19-Jähriger aus Lotte wegen sexueller Nötigung verurteilt
Triebe statt Liebe

Lotte/Ibbenbüren -

Wegen sexueller Nötigung in zwei Fällen musste sich ein 19-Jähriger aus Lotte am Montag vor dem Amtsgericht in Ibbenbüren verantworten. „Sie müssen lernen, ihre Triebe unter Kontrolle zu halten“, machte der Vorsitzende Richter dem jungen Mann unmissverständlich klar.

Montag, 07.11.2016, 16:11 Uhr

 
 

Wegen sexueller Nötigung in zwei Fällen musste sich ein 19-Jähriger aus Lotte am Montag vor dem Amtsgericht in Ibbenbüren verantworten. Das Gericht sah die Vorwürfe als erwiesen an und verhängte eine Geldstrafe. Zudem wird der junge Mann für ein Jahr unter Aufsicht gestellt.

„Sie müssen lernen, ihre Triebe unter Kontrolle zu halten“, machte der Vorsitzende Richter dem 19-Jährigen unmissverständlich klar und hoffte, dass das Gericht mit seinem Urteil die richtigen Maßnahmen gefunden habe.
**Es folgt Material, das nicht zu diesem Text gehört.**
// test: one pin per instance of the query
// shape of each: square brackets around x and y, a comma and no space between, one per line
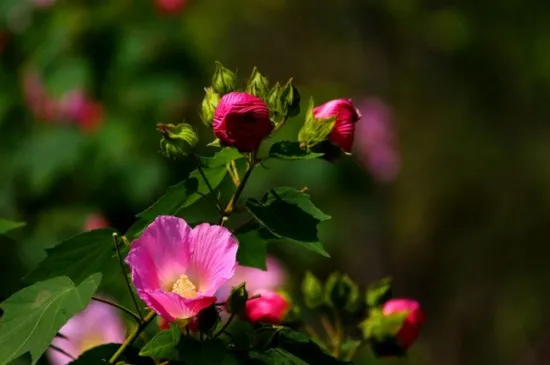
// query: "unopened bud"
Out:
[236,303]
[208,106]
[177,141]
[312,289]
[290,100]
[207,319]
[341,292]
[258,85]
[224,81]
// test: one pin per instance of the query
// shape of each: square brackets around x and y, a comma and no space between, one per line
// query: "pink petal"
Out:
[172,306]
[161,254]
[213,259]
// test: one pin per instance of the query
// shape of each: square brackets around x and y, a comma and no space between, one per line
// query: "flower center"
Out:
[184,287]
[90,341]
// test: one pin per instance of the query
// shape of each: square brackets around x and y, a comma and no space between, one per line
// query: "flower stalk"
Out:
[130,340]
[121,263]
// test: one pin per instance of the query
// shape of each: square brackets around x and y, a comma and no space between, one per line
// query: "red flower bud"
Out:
[95,221]
[241,121]
[346,117]
[270,308]
[170,6]
[411,324]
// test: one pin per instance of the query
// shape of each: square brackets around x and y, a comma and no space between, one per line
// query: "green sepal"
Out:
[258,85]
[224,80]
[314,131]
[312,290]
[379,293]
[290,100]
[236,302]
[177,141]
[209,105]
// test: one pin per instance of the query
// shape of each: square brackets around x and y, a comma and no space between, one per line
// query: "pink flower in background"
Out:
[271,279]
[410,328]
[177,270]
[78,108]
[170,6]
[346,117]
[98,324]
[43,3]
[271,308]
[38,101]
[95,221]
[376,141]
[3,40]
[241,121]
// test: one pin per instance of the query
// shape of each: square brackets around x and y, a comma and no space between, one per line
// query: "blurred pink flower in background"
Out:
[270,307]
[376,141]
[98,324]
[415,317]
[170,6]
[38,101]
[43,3]
[76,107]
[271,279]
[3,40]
[95,221]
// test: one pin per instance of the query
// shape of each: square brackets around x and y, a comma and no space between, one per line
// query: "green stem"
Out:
[60,350]
[229,209]
[201,172]
[224,326]
[130,340]
[134,316]
[121,263]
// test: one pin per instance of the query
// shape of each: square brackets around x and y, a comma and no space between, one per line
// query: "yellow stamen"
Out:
[184,287]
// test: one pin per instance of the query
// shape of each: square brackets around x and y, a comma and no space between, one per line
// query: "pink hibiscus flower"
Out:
[177,270]
[98,324]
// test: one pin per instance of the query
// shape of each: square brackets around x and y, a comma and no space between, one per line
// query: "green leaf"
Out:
[163,344]
[171,202]
[178,197]
[221,158]
[379,293]
[287,150]
[34,315]
[6,225]
[102,354]
[252,250]
[202,353]
[289,213]
[303,348]
[312,290]
[78,257]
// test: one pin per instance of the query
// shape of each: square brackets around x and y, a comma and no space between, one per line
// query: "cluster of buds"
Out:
[391,326]
[244,117]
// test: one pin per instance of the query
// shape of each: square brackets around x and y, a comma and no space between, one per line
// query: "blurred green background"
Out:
[463,227]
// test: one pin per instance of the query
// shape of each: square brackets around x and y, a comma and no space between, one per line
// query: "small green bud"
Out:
[312,290]
[236,303]
[207,319]
[314,131]
[341,292]
[208,106]
[224,81]
[258,85]
[379,293]
[381,332]
[290,100]
[274,99]
[177,140]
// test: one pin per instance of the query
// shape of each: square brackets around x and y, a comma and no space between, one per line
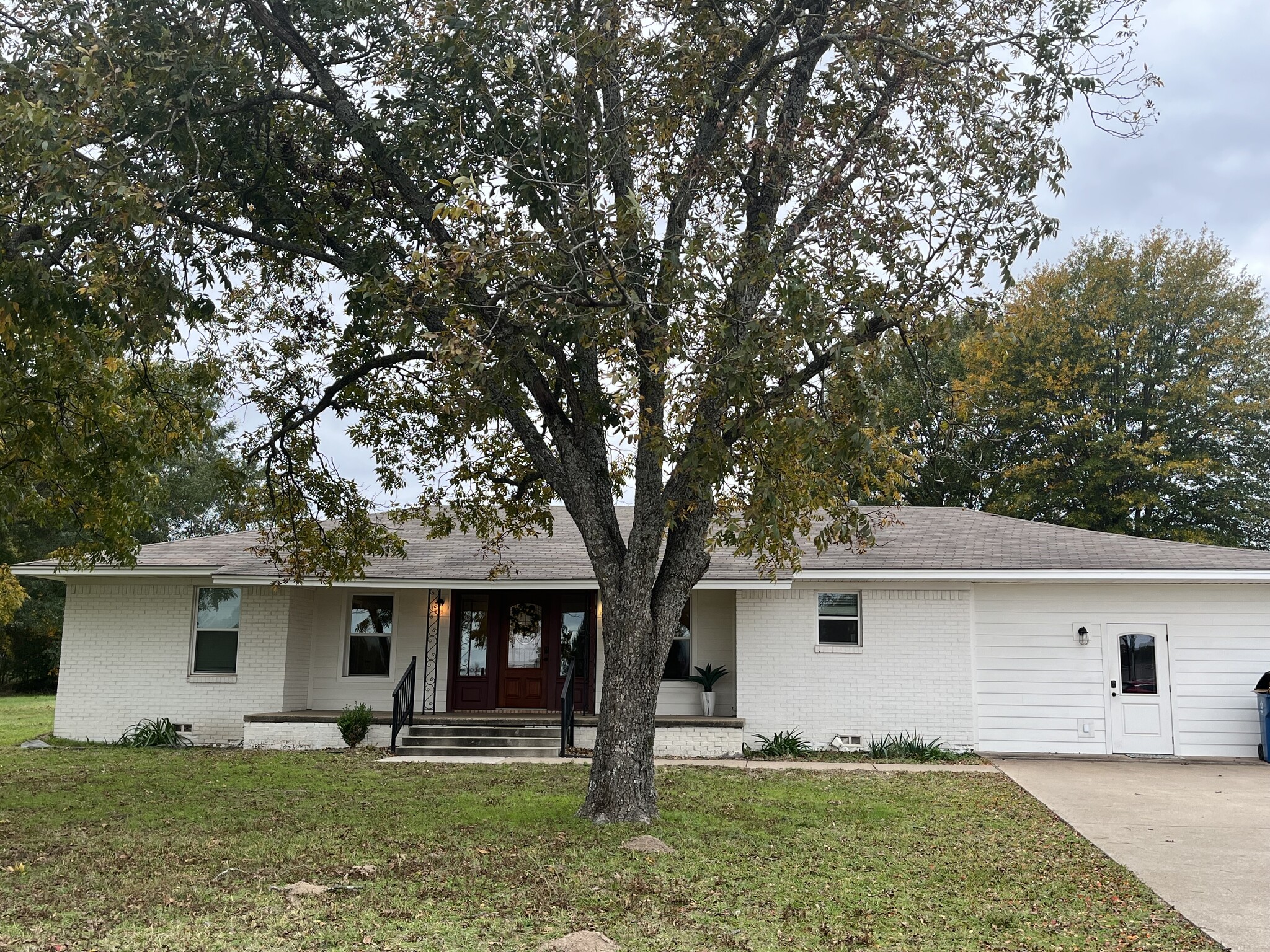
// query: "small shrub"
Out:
[783,744]
[910,747]
[154,733]
[355,724]
[709,676]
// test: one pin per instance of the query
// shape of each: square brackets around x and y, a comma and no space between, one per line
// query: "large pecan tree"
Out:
[573,250]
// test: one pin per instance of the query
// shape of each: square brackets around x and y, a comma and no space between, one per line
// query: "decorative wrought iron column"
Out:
[432,651]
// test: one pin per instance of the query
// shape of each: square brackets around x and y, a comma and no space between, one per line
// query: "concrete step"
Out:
[478,741]
[460,753]
[445,730]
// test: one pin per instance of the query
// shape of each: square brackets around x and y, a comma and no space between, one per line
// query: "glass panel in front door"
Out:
[525,637]
[1139,664]
[573,632]
[473,633]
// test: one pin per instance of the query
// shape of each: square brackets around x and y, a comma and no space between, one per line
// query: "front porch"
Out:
[487,733]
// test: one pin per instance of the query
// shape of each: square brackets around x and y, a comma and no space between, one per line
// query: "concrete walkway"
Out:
[1196,833]
[690,762]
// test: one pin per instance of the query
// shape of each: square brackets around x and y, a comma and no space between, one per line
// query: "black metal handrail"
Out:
[403,702]
[567,710]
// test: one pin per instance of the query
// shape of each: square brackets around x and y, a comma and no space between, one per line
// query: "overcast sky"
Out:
[1207,161]
[1204,164]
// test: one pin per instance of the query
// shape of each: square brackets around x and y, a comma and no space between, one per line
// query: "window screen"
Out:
[370,637]
[678,662]
[216,622]
[838,617]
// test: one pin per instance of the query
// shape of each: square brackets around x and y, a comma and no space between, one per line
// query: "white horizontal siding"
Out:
[1034,683]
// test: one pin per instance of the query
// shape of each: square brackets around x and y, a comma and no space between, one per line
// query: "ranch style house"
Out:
[988,632]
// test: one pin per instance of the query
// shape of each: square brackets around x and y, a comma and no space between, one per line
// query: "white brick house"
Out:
[992,633]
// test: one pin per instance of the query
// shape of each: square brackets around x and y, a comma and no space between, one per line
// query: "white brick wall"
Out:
[300,646]
[308,736]
[681,742]
[913,671]
[126,656]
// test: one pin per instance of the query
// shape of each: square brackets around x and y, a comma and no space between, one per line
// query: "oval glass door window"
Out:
[1139,664]
[525,637]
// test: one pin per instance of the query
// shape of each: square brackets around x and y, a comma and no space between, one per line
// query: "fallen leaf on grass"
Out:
[296,891]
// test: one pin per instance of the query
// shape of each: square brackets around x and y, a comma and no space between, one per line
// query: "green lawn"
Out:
[24,716]
[159,850]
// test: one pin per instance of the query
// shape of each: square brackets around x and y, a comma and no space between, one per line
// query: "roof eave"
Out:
[1036,575]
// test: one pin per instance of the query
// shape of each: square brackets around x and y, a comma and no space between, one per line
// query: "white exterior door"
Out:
[1142,716]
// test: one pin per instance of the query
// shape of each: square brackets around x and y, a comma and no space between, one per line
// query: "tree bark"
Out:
[621,787]
[643,602]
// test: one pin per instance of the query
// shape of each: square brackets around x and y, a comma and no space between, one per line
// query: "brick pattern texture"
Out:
[913,672]
[681,742]
[126,654]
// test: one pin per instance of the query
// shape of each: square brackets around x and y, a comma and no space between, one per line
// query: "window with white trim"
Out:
[678,662]
[838,617]
[216,622]
[370,637]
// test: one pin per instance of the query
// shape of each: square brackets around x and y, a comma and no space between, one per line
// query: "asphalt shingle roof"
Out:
[925,539]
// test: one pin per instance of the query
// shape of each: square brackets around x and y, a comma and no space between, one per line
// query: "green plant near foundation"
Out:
[910,747]
[783,744]
[355,724]
[154,733]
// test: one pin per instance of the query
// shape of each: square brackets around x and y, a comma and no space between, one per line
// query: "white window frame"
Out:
[224,677]
[841,648]
[693,643]
[346,640]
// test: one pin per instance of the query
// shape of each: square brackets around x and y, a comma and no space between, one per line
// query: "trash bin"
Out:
[1263,691]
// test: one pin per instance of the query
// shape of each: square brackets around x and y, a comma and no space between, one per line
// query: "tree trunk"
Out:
[621,771]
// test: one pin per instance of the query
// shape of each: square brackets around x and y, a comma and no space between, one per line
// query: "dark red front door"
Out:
[473,620]
[522,678]
[512,649]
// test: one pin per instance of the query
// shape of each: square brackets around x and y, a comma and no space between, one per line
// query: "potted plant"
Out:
[708,677]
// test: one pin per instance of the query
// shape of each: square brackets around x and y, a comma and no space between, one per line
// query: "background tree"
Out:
[1128,390]
[584,250]
[93,316]
[916,379]
[196,494]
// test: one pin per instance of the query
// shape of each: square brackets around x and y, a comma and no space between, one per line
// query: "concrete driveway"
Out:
[1196,833]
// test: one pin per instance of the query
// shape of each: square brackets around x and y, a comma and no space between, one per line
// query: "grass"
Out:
[146,848]
[24,716]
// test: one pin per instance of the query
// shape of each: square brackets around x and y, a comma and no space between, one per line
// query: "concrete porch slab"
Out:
[735,764]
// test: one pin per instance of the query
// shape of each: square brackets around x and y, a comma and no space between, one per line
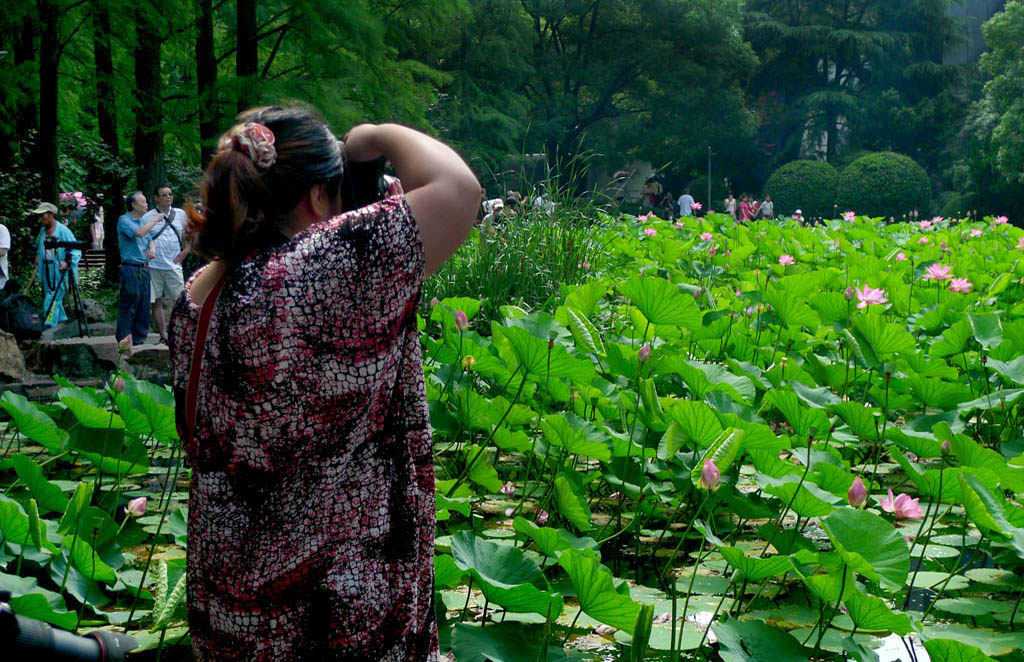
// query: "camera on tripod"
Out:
[28,638]
[52,243]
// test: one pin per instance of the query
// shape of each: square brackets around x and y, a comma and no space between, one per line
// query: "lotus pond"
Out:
[744,443]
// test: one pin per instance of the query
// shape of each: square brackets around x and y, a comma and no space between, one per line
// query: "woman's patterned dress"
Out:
[311,510]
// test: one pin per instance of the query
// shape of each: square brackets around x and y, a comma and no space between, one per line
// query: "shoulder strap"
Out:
[192,394]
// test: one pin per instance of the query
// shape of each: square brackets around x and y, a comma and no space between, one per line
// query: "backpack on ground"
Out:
[19,317]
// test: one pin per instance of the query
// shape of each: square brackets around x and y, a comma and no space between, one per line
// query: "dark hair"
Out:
[244,205]
[130,199]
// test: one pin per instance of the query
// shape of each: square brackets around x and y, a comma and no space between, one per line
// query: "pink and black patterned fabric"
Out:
[311,510]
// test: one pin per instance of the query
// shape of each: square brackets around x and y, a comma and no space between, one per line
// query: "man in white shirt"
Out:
[171,246]
[4,249]
[686,203]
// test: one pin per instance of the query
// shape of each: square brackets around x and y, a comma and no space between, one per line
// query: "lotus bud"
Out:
[857,496]
[136,507]
[710,476]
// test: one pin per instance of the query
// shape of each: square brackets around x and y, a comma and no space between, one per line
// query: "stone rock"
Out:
[94,312]
[11,361]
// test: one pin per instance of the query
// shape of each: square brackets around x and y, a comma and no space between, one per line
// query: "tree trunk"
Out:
[148,112]
[247,55]
[26,118]
[111,183]
[206,64]
[49,59]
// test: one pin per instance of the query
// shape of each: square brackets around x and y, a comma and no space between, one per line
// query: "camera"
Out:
[51,243]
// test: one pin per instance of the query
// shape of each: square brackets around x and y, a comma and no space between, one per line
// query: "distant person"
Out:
[136,249]
[686,203]
[171,246]
[52,262]
[4,249]
[730,206]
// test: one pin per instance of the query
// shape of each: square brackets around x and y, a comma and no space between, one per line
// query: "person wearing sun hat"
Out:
[51,263]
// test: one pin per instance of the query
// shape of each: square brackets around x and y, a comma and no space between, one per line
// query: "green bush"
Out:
[885,184]
[808,185]
[698,189]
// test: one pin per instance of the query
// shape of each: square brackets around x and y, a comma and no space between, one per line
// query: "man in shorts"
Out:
[171,247]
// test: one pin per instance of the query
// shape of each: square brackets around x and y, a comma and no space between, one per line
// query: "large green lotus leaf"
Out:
[803,419]
[872,615]
[571,500]
[1012,370]
[480,469]
[87,561]
[953,651]
[596,591]
[755,569]
[505,575]
[792,311]
[757,642]
[696,422]
[885,337]
[587,336]
[558,431]
[542,361]
[862,420]
[987,329]
[32,422]
[869,545]
[995,400]
[585,297]
[504,643]
[47,496]
[660,301]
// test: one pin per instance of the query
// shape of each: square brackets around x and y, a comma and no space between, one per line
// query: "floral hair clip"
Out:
[256,141]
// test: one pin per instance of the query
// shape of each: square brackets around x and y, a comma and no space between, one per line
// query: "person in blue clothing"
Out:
[52,262]
[136,250]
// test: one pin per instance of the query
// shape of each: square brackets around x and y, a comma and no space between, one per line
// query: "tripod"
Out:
[69,276]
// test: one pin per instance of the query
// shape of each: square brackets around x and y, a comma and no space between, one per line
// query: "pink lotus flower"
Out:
[136,507]
[938,273]
[857,495]
[903,507]
[710,476]
[870,296]
[961,285]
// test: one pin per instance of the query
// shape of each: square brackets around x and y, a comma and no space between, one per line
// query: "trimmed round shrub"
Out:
[885,184]
[698,189]
[805,184]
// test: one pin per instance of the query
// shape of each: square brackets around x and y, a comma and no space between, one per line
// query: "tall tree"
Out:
[148,143]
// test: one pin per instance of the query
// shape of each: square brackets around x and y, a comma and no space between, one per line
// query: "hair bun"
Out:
[256,141]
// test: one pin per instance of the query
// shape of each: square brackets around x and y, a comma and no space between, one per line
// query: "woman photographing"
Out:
[300,397]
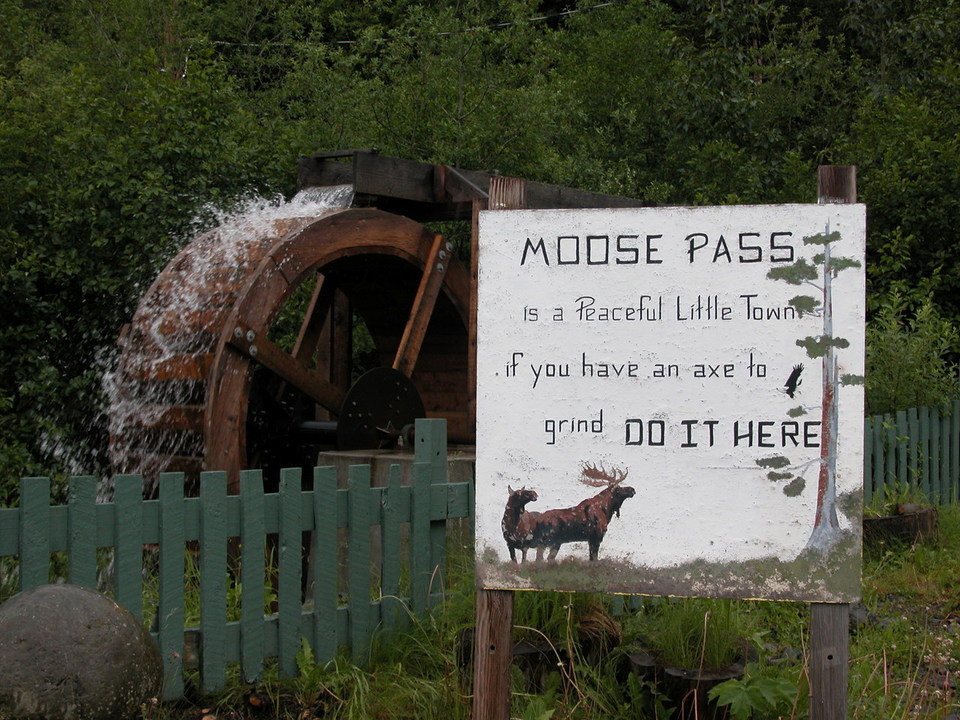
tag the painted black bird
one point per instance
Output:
(793, 382)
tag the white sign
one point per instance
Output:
(670, 400)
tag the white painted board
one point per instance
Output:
(664, 344)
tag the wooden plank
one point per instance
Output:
(493, 654)
(431, 282)
(934, 445)
(170, 610)
(913, 444)
(34, 547)
(420, 565)
(325, 596)
(924, 450)
(431, 447)
(358, 562)
(893, 450)
(392, 607)
(253, 573)
(288, 599)
(903, 447)
(82, 528)
(376, 174)
(213, 579)
(955, 451)
(128, 548)
(829, 658)
(880, 454)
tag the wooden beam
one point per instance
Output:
(434, 271)
(428, 192)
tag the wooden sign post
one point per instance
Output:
(830, 623)
(493, 639)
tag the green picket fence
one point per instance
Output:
(917, 448)
(378, 556)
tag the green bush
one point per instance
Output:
(907, 346)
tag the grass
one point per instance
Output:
(904, 653)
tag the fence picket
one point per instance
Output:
(934, 446)
(34, 532)
(325, 564)
(82, 542)
(170, 610)
(391, 540)
(358, 560)
(252, 549)
(879, 456)
(923, 450)
(431, 447)
(955, 452)
(213, 579)
(420, 566)
(289, 568)
(128, 552)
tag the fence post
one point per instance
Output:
(82, 501)
(128, 549)
(289, 570)
(34, 532)
(325, 577)
(431, 447)
(213, 579)
(358, 563)
(170, 608)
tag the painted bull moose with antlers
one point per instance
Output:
(588, 521)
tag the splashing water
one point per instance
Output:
(156, 394)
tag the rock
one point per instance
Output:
(69, 653)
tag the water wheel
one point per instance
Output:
(239, 354)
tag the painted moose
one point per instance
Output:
(516, 531)
(588, 521)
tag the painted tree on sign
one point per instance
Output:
(820, 275)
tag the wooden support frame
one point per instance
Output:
(830, 623)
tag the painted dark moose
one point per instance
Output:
(588, 521)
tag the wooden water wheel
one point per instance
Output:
(209, 379)
(239, 354)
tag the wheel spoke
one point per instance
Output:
(265, 352)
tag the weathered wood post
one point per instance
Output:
(830, 622)
(493, 640)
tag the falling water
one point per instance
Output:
(156, 392)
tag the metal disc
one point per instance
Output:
(376, 409)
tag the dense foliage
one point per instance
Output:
(122, 122)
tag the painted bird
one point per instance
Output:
(793, 382)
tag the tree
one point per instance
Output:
(825, 267)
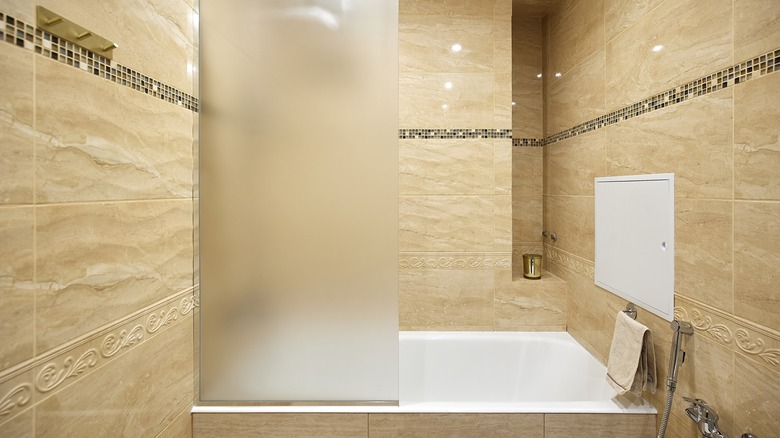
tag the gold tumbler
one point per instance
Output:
(532, 266)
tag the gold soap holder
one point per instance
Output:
(56, 24)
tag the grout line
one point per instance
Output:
(34, 408)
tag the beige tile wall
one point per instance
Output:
(96, 224)
(723, 149)
(463, 210)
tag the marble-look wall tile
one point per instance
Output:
(445, 299)
(181, 426)
(756, 398)
(756, 27)
(527, 170)
(445, 100)
(446, 223)
(697, 39)
(149, 385)
(692, 139)
(585, 308)
(619, 15)
(251, 425)
(478, 8)
(527, 119)
(574, 163)
(502, 165)
(17, 292)
(560, 12)
(530, 303)
(455, 425)
(578, 36)
(502, 8)
(703, 251)
(572, 219)
(99, 262)
(502, 70)
(155, 37)
(502, 223)
(601, 425)
(502, 44)
(16, 126)
(526, 218)
(577, 96)
(445, 167)
(756, 139)
(756, 258)
(502, 98)
(90, 146)
(708, 374)
(425, 44)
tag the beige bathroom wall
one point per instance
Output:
(96, 224)
(723, 148)
(457, 195)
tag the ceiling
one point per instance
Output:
(533, 8)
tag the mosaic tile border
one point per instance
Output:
(753, 68)
(443, 134)
(43, 376)
(21, 34)
(740, 73)
(465, 260)
(528, 142)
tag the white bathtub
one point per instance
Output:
(489, 372)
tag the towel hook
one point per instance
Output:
(630, 310)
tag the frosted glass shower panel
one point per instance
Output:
(299, 200)
(635, 240)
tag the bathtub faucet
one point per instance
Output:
(707, 419)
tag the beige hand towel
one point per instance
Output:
(631, 364)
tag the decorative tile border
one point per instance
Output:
(570, 262)
(756, 342)
(443, 134)
(455, 260)
(23, 35)
(44, 375)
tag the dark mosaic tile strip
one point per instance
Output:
(23, 35)
(453, 133)
(527, 142)
(728, 77)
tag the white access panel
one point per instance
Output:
(635, 240)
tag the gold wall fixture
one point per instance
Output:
(70, 31)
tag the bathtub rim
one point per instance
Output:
(619, 404)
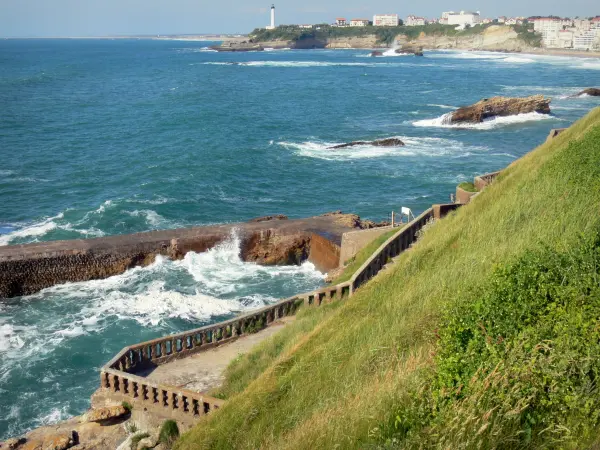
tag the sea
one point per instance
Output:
(101, 137)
Wegen sexueller Nötigung in zwei Fällen muss sich der junge Mann aus Lotte für zwölf Monate der Aufsicht eines Betreuungshelfers sowie einer Diagnostik stellen, in deren Rahmen untersucht werden soll, wie es zu den beiden Taten im August und September des vergangenen Jahres kommen konnte. Außerdem muss der 19-Jährige eine Geldbuße von 400 Euro in monatlichen Raten an eine gemeinnützige Einrichtung zahlen.

Das Jugendschöffengericht Ibbenbüren sah es als erwiesen an, dass der Lotter seine Funktion als Jugendleiter ausgenutzt hatte. Er hatte eine 15-Jährige genötigt, ihn intim anzufassen, und eine 16-Jährige im Intimbereich bedrängt. Der Angeklagte hatte die Vorwürfe eingeräumt und den beiden Mädchen damit eine Aussage vor Gericht erspart. Sein Verteidiger wies zudem darauf hin, dass sich der junge Mann bei den Opfern schriftlich entschuldigt habe.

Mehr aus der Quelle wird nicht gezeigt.